SEATTLE -- The foreclosure epidemic is spreading to metropolitan areas and that spells bad news for Seattle. Seattle now ranks number one for the city with the sharpest increase in foreclosure warnings this summer.
According to RealtyTrac, the Seattle-Tacoma-Bellevue area saw a 71 percent spike; that means one in every 129 households in the area received a foreclosure filing this summer.
In comparison, Chicago came in second on the list with a 35 percent increase in foreclosures.
Experts say the epidemic is now spreading from states like California and Nevada, which have been the nation's foreclosure hotbeds, out to areas that had not previously been affected.
"During the housing boom, Seattle was actually the last to see the big boom in prices and then on the other side, the last to see the big drop in prices so it could just be that Seattle is kind of catching up with the rest of the country now seeing those foreclosures because prices did get so high there and drop so precipitously," said Diana Olick with CNBC.

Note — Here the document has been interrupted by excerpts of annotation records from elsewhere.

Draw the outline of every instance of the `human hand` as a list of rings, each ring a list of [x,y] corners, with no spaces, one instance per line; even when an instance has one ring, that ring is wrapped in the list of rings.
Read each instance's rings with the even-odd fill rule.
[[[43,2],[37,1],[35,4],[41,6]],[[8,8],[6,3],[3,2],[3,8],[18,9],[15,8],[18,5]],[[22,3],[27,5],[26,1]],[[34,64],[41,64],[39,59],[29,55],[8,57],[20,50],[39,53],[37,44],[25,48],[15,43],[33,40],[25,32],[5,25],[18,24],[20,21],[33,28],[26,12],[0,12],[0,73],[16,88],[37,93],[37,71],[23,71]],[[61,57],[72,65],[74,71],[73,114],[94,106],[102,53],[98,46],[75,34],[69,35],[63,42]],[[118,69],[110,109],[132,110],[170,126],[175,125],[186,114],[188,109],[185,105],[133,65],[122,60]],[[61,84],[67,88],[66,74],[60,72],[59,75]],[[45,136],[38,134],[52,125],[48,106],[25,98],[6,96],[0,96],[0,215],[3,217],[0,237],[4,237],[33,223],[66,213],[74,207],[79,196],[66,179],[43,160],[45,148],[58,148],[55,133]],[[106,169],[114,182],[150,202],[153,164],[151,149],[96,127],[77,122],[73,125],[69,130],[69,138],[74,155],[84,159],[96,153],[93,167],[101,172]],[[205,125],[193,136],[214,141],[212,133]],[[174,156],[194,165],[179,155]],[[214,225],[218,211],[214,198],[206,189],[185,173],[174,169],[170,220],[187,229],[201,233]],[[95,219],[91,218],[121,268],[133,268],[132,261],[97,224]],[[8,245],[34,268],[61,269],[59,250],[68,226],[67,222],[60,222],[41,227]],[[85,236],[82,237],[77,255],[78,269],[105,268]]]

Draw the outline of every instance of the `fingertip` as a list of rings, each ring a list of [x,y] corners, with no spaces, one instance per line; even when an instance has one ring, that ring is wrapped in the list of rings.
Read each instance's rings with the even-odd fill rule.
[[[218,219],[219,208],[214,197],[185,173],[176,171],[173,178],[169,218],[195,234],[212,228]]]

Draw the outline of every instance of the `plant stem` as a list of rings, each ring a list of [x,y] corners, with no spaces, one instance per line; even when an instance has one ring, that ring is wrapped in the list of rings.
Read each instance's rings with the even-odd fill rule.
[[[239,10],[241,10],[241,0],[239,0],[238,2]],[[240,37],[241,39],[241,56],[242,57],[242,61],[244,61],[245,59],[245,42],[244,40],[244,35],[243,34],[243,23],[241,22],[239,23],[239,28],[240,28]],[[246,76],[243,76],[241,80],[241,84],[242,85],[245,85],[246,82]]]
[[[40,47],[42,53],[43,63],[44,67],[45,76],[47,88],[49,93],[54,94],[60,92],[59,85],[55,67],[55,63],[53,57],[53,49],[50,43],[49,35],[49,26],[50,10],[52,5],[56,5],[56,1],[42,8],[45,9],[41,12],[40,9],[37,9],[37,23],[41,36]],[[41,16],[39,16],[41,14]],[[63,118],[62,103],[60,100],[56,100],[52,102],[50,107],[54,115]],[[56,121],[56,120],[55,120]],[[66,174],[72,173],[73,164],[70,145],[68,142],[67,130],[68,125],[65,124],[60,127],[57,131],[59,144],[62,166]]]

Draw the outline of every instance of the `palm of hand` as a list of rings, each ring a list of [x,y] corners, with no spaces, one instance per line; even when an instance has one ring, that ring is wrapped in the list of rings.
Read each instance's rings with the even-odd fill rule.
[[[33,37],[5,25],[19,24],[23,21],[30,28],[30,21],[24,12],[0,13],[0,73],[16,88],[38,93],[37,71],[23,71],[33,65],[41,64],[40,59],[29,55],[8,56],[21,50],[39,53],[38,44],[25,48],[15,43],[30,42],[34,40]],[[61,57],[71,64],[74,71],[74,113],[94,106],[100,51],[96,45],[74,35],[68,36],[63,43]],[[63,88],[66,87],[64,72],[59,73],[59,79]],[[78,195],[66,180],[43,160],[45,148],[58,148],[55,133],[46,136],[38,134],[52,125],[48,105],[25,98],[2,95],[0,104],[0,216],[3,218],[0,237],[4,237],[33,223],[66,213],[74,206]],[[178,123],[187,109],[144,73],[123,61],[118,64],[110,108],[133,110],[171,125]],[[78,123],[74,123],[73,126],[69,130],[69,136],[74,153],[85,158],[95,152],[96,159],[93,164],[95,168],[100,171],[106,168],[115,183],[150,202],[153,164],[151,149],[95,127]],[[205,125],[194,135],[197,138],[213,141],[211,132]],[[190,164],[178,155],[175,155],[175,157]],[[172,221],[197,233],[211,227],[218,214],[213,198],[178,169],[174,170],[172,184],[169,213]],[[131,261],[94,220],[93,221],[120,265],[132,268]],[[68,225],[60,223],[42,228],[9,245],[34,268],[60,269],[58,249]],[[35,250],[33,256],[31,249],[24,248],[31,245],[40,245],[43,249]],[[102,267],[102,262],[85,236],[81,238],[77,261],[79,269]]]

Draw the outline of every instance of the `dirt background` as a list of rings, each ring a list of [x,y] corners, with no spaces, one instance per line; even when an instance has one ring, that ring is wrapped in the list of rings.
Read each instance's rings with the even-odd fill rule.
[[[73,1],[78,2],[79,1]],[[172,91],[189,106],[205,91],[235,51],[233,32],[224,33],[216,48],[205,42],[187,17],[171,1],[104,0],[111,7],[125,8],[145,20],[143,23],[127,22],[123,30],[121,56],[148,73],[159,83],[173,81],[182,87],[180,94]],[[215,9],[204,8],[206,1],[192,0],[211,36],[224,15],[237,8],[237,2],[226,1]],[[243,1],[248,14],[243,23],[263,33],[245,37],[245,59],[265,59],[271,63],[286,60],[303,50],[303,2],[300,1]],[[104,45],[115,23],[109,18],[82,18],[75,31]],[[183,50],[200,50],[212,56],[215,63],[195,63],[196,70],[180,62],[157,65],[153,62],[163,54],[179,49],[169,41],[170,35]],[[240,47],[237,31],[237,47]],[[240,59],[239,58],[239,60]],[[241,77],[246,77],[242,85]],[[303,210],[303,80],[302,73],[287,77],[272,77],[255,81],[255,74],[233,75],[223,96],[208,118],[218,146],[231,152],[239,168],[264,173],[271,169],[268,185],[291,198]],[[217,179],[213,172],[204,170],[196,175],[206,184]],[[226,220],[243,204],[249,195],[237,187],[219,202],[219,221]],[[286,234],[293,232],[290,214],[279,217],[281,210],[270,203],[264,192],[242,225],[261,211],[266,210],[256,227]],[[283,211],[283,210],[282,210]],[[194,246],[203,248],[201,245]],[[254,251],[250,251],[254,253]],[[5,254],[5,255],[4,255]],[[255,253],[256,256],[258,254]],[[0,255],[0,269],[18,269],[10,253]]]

Analysts point to the unemployment rate as a big reason for all the foreclosure activity. If someone doesn't have a job, it's tough to pay the mortgage. In the Seattle metro area, unemployment stood at 8.5 percent in August and has been edging lower. It was 8.7 percent in August last year.
And some experts say foreclosed homes on your block will impact your property value.
"if a foreclosure is next door, it is going to put downward pressure on your home's prices and that's going to take away from your local services," said Olick.